Introduction Anaemia is a common systemic complication in inflammatory bowel disease (IBD). Iron deficiency anaemia (IDA) in IBD is often underdiagnosed and undertreated despite its impact on quality of life. There is poor awareness among physicians on the role of oral and intravenous iron replacement in anaemic IBD patients. Oral iron is a low cost treatment but has limited bioavailability and low tolerability. In contrast, intravenous iron appears to be well tolerated and is effective in the treatment of active IBD. Nevertheless, it does incur a strain on healthcare cost, human resources and infrastructure.

Aims/Background To identify the prevalence of IDA in our cohort of IBD patients and to evaluate the adequacy of the treatment of their anaemia.

Method This was a single-centre, retrospective, cross sectional study. All IBD patients in the hospital were recruited. Data was collected by reviewing the IBD database, patient chart and contacting patients directly. IDA patients were identified and their treatment evaluated based on their last hospital admission or outpatient review. IDA was defined as haemoglobin (Hb) <13 g/dL in males or Hb <12 g/dL in females in combination with either microcytosis (MCV<78fl) or transferrin saturation<20%. Active disease was defined as patients with symptomatic disease requiring steroids.

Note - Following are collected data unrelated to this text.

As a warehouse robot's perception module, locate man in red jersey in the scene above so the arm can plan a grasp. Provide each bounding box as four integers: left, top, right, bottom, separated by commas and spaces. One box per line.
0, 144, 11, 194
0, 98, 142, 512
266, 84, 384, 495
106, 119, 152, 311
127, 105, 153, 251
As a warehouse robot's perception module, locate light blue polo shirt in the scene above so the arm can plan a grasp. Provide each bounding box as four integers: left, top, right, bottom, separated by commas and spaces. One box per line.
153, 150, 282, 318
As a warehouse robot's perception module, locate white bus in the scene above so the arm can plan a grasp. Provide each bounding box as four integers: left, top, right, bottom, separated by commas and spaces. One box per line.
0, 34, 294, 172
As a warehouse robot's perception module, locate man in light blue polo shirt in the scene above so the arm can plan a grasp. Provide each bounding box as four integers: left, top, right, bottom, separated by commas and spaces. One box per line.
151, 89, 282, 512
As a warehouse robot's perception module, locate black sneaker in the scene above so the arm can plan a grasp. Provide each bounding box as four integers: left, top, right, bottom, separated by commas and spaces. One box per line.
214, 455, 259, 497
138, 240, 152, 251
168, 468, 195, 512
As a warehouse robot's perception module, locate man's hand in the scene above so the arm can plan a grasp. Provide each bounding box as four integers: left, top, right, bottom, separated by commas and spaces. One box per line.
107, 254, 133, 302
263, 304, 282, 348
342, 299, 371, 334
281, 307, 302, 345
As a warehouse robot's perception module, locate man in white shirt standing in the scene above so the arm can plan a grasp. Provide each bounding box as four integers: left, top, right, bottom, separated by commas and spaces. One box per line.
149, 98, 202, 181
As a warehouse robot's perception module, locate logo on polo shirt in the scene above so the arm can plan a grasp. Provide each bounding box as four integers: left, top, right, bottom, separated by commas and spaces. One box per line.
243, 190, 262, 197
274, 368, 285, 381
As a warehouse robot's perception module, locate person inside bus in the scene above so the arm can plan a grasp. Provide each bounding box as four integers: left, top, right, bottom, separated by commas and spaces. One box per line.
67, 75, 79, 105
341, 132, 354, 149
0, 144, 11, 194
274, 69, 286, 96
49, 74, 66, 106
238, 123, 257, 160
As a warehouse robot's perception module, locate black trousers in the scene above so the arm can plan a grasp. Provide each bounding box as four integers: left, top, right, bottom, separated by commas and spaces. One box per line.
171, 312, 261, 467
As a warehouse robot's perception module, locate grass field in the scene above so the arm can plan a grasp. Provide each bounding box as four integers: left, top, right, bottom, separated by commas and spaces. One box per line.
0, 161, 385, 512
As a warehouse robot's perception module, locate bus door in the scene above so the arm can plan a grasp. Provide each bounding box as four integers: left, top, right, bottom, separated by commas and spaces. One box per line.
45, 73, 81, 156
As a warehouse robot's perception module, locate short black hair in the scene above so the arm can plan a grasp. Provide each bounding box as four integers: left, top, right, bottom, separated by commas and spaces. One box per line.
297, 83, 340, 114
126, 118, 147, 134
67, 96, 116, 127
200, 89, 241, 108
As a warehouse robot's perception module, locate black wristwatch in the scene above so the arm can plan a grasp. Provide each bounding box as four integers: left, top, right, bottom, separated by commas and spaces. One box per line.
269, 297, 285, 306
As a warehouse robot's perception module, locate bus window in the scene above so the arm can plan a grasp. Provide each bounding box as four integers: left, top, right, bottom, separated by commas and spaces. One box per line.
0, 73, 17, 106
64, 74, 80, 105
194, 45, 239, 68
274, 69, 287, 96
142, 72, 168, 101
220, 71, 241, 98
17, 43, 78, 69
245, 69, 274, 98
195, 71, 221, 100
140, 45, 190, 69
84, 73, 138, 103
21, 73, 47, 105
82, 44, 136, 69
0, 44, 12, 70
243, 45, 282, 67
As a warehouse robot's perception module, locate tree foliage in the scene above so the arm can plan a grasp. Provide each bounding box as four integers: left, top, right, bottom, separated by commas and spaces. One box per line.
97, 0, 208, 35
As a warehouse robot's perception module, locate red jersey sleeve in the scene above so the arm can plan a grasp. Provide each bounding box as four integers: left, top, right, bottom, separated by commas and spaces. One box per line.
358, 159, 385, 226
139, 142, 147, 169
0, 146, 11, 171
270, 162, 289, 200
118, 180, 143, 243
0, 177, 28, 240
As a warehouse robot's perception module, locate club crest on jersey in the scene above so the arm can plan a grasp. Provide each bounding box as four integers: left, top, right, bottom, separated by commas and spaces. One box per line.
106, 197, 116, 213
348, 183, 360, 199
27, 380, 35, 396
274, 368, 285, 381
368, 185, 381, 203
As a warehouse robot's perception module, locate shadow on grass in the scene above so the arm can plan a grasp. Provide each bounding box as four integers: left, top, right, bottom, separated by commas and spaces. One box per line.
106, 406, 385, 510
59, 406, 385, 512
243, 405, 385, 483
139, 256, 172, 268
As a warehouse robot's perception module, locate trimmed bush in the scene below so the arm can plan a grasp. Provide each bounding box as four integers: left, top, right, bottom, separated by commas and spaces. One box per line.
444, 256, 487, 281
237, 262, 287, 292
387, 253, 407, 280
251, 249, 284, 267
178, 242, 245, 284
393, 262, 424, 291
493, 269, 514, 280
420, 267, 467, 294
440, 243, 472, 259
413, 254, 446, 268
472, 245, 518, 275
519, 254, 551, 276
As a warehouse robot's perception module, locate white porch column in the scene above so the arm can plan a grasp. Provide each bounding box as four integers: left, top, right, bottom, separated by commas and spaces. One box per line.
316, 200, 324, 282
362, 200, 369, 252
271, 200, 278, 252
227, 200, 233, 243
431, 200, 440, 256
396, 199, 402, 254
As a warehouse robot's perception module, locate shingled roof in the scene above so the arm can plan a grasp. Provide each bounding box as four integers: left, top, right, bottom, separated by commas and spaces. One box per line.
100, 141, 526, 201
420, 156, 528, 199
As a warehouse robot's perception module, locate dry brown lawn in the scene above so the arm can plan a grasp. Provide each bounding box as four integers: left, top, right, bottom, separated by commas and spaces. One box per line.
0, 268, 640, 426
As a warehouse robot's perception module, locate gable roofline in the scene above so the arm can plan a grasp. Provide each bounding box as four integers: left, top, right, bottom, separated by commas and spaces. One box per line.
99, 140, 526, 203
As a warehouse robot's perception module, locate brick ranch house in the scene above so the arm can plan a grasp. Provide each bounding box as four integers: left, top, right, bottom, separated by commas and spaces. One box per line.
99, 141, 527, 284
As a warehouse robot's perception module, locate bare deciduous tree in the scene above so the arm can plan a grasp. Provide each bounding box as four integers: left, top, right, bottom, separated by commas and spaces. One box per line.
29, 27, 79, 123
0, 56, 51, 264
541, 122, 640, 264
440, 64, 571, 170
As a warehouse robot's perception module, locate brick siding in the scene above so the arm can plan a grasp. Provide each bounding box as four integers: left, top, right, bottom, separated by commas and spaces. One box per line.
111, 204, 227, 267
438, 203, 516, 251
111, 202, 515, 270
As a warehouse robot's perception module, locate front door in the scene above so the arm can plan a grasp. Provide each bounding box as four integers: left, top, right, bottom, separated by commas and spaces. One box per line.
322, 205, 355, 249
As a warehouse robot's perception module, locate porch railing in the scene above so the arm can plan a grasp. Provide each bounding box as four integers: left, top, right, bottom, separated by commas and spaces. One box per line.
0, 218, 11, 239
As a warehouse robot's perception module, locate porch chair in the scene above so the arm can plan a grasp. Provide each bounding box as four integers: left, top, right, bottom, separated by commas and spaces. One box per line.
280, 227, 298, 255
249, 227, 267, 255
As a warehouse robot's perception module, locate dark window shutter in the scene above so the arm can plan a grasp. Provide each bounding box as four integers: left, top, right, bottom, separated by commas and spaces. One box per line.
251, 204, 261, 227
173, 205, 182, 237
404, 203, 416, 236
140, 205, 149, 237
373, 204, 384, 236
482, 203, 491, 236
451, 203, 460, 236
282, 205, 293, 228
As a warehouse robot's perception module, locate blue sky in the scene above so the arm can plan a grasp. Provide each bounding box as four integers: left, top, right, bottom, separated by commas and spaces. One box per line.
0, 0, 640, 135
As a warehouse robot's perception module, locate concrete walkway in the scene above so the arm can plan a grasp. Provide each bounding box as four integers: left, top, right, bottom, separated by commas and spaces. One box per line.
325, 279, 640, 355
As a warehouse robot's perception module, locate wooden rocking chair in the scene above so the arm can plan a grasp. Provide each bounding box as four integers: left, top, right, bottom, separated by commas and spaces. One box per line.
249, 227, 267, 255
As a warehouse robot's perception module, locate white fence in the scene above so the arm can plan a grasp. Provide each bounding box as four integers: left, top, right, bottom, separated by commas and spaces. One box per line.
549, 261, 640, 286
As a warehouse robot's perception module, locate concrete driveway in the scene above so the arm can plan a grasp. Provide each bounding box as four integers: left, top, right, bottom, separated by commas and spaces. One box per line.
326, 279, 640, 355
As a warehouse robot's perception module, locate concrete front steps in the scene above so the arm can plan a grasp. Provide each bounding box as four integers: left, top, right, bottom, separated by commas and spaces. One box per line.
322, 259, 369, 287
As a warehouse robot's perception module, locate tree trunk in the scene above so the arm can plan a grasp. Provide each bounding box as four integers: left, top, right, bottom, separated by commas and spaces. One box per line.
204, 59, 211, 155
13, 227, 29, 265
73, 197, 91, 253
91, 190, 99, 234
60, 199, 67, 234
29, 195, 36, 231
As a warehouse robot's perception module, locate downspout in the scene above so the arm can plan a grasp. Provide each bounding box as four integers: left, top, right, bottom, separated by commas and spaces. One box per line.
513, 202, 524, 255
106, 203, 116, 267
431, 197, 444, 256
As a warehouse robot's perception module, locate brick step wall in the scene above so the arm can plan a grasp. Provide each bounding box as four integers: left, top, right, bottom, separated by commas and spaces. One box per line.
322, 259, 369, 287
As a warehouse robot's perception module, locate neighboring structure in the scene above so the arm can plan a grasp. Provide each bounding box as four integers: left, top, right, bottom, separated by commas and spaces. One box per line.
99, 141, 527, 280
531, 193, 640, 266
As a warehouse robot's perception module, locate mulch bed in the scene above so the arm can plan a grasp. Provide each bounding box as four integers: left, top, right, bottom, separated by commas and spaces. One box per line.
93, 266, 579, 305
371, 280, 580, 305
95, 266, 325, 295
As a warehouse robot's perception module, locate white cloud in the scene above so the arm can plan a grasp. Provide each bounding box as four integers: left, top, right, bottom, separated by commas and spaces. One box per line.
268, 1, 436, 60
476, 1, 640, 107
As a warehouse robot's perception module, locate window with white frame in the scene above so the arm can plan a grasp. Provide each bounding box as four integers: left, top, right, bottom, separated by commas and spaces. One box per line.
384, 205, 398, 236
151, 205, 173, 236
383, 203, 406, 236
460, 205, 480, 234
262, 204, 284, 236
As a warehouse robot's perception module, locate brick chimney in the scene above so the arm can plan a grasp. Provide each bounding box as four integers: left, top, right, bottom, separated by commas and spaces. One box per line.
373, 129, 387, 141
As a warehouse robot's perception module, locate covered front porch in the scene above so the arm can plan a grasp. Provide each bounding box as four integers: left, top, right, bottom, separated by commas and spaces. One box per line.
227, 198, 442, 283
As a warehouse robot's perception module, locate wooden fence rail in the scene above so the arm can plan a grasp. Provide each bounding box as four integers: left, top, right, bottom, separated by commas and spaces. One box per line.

Results Of the 606 IBD patients, only 510 (84.2%) were eventually recruited due to incomplete dataset. There were 273 (53.5%) males and 237 (46.5%) females, median age 43.0±15.6 years. 263 (51.6%) patients had Crohn's disease (CD), 235 (46.1%) had ulcerative colitis(UC) and 11 (2.2%)had indeterminate colitis (IC). Of these, 98/510 (19.2%) had anaemia of which 56/510 (11.0%) were classified as IDA. Of those with IDA, 33 (58.9%) had CD, 21 (37.5%) had UC and 2 (3.6%) had IC, p=0.325. 31 (56.4%) received no oral replacement, 19 (34.5%) received oral iron replacement and 5 (9.1%) received intravenous iron replacement. Those who did not receive any iron replacement had a mean Hb of 11.3 g/dL compared to 10.9 g/dL in those who received iron replacement, p=0.209. In patients with active disease, only 4/18 (22.2%) received intravenous iron replacement.

Conclusion Less than half of our IBD patients with IDA are treated with iron supplementation. Also, only a fifth of those with active disease received intravenous replacement. This is unsatisfactory as oral supplementation in active disease is poorly absorbed. There needs to be more awareness among physicians for the role and route of iron replacement in IBD.